With the Western world conducting a considerable chunk of its day-to-day life online, with the help of computers, mobile phones and email, they are open to a variety of coronavirus-related cyber scams and schemes.
A rising threat
Aside from those who (legally) exploit the crisis by gouging the panicking public on the price of face masks, disinfectants, and similar items that are currently in big demand, there are fraudsters who ostensibly sell masks but never send the hugely overpriced items to those who have paid for them.
According to Reuters, victims in the United Kingdom have lost more than 800,000 pounds ($1 million) to coronavirus-linked scams since last month.
And then there are the phishers and malware peddlers: since the very beginning of Covid-19’s surge in Wuhan, they’ve been tricking users with fake email notifications and fake alerts impersonating local authorities, the US Centers for Disease Control and Prevention (CDC), and the World Health Organization (WHO) to deliver malware or to steal email credentials.
New twists and warnings
As predicted, more localized variants of these malicious emails have been spotted as the virus spread to other countries: malware peddlers are delivering Trickbot to Italian-speaking victims, Sophos researchers warn.
(In Italy, thieves have also been impersonating Red Cross workers via phone, targeting old people and trying to trick them into letting them inside their apartments, ostensibly to do a free test for the coronavirus).
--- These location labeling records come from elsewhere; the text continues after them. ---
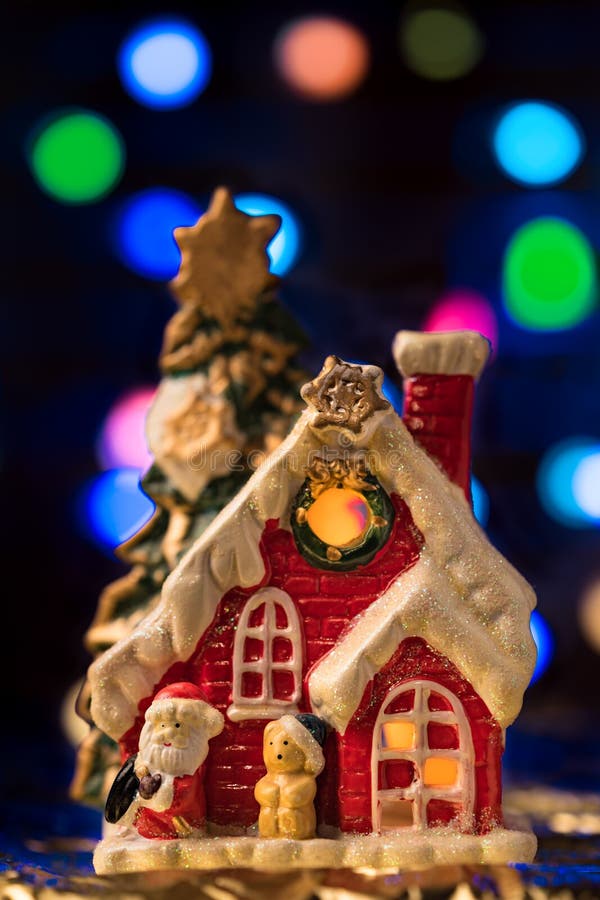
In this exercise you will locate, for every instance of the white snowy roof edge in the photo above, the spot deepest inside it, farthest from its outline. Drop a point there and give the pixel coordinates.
(462, 596)
(440, 353)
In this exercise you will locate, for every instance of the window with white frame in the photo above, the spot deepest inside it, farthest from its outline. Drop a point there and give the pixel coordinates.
(267, 658)
(422, 760)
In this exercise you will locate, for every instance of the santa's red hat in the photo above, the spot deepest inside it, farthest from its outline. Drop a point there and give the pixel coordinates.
(186, 700)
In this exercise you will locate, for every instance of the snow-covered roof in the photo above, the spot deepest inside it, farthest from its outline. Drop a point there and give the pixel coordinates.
(462, 596)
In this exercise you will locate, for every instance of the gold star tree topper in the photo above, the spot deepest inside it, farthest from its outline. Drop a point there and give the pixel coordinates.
(224, 262)
(345, 395)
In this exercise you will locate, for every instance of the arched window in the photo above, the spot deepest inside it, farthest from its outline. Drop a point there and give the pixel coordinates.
(422, 761)
(267, 658)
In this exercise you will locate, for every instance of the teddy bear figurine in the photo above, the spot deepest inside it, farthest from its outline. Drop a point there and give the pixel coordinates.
(293, 755)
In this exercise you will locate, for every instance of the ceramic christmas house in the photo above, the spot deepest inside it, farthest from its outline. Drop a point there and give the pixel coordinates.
(348, 580)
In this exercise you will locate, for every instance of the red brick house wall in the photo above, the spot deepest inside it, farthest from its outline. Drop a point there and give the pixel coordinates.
(416, 659)
(437, 412)
(326, 602)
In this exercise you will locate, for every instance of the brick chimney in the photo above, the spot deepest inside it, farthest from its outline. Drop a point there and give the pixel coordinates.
(439, 371)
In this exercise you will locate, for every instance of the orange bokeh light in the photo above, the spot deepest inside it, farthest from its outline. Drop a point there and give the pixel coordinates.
(322, 58)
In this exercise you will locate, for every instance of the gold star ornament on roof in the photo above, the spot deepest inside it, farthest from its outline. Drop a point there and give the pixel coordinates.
(224, 263)
(345, 395)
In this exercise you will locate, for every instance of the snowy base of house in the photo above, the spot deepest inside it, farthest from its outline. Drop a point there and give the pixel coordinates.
(405, 850)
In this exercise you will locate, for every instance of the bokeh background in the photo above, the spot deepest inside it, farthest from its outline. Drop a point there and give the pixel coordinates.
(436, 165)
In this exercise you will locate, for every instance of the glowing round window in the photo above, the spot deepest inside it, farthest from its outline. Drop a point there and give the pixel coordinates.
(339, 517)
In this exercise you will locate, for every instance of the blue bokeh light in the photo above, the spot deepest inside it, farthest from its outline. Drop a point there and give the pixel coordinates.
(567, 482)
(144, 231)
(537, 143)
(285, 247)
(165, 63)
(544, 641)
(481, 502)
(393, 394)
(112, 507)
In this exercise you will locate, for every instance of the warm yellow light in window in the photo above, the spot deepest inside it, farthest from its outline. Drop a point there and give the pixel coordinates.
(399, 736)
(339, 517)
(440, 772)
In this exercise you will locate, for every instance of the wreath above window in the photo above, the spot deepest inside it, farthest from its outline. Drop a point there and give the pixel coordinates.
(341, 516)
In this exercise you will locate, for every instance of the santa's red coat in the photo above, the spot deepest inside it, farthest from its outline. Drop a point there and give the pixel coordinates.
(189, 802)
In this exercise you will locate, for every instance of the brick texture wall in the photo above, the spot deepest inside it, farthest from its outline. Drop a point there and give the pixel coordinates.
(327, 602)
(437, 412)
(416, 659)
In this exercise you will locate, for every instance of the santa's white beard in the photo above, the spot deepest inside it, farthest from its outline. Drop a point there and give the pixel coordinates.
(173, 760)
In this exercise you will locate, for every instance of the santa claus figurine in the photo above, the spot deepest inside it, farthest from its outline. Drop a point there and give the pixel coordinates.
(161, 790)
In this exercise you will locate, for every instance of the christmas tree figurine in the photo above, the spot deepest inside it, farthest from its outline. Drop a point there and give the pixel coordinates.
(228, 395)
(347, 582)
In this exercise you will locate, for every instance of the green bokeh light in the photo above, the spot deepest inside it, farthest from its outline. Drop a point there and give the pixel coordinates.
(440, 43)
(77, 157)
(550, 278)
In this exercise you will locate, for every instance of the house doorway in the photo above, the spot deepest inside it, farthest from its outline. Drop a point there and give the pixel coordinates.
(422, 759)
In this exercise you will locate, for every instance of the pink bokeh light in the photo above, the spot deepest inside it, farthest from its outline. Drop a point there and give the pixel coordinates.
(463, 308)
(122, 440)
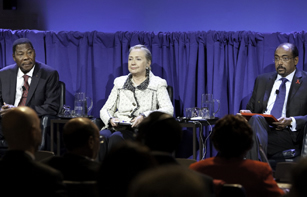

The WHO has already warned about criminals posing as WHO representatives, delivering malware and asking for login information and donations.
The US Cybersecurity and Infrastructure Security Agency (CISA) is also counseling individuals to remain vigilant for scams related to Covid-19.
“Cyber actors may send emails with malicious attachments or links to fraudulent websites to trick victims into revealing sensitive information or donating to fraudulent charities or causes. Exercise caution in handling any email with a COVID-19-related subject line, attachment, or hyperlink, and be wary of social media pleas, texts, or calls related to COVID-19,” the agency advised.
They also urge users to use trusted sources for up-to-date, fact-based information about the virus and its spread, and to verify a charity’s authenticity before making donations.
CISA has also published a document detailing risk management actions for executives to consider “to help them think through physical, supply chain, and cybersecurity issues that may arise from the spread of Novel Coronavirus.”